T ü r k i y e ' n i n   B i r i k i m i

Y A Z A R L A R
Eski yazı, yeni yüzler

ABD başkanı Bill Clinton'un kızı Chelsea'yi, arkadaşları, İstanbul'dayken ünlü bir kebapçıya götürmüşler... Gazeteler, haberi, "Chelsea kıymasız Ali Nazik kebabı yedi" biçiminde verdi. Meğer kızcağız etyemezlerdenmiş; kebapçı ne yapsın? Size ilgisiz gelebilir, ama bu haber bana başka bir şey çağrıştırmıştı: "Bakalım" diye düşünmüştüm, "Din ile irtibatsız ilâhiyat icat etme becerisini gösteren biri de çıkacak mı?"

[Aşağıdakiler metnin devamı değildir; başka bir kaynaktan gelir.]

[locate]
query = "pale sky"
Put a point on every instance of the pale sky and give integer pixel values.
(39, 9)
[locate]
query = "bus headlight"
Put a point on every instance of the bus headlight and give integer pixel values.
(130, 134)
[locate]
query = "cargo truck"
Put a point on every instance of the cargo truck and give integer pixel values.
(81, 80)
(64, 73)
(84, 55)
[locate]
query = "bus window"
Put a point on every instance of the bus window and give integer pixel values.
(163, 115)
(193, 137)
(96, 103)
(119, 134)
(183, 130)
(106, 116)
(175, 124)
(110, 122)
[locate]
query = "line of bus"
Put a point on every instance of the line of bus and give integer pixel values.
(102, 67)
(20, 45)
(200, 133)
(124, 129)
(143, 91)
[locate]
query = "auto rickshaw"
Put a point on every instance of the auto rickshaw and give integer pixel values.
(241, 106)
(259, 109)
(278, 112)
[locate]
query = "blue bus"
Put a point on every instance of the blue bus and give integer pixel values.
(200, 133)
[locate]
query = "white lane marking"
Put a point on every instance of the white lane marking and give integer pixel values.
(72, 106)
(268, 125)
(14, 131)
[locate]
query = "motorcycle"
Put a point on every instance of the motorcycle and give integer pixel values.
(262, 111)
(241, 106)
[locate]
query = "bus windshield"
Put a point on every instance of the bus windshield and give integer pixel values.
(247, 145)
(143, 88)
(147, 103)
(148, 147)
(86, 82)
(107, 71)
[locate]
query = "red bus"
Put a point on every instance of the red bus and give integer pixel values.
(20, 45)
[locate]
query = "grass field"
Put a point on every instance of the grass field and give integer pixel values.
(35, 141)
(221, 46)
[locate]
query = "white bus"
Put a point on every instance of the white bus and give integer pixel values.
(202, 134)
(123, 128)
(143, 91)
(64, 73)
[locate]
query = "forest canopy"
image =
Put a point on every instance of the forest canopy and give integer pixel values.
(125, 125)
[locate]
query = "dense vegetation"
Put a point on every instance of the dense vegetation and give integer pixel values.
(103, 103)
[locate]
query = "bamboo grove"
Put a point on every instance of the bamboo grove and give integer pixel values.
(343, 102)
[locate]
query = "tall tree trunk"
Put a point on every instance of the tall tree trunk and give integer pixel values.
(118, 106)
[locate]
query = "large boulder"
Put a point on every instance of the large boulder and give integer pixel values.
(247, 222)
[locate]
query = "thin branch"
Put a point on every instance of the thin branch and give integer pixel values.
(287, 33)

Becerikli bir ilâhiyatçı ve onun 'muazzam projesi' ile karşı karşıyayız. Samsun Ondokuz Mayıs Üniversitesi'nden bir profesör, Antalya'daki Akdeniz Üniversitesi'ne bağlı olarak kurulmuş İlâhiyat Fakültesi'nin yeniden yapılanmasını istiyor. Yeniden yapılanma dediği de, "Dine dayalı akımlara, gruplara ve tarikatlara karşı gelebilecek" bir eğitim vermesi... Proje hayata geçirilirse, herhalde dünyada ilk defa, 'dine dayalı olmayan' bir ilâhiyat fakültemiz olacak...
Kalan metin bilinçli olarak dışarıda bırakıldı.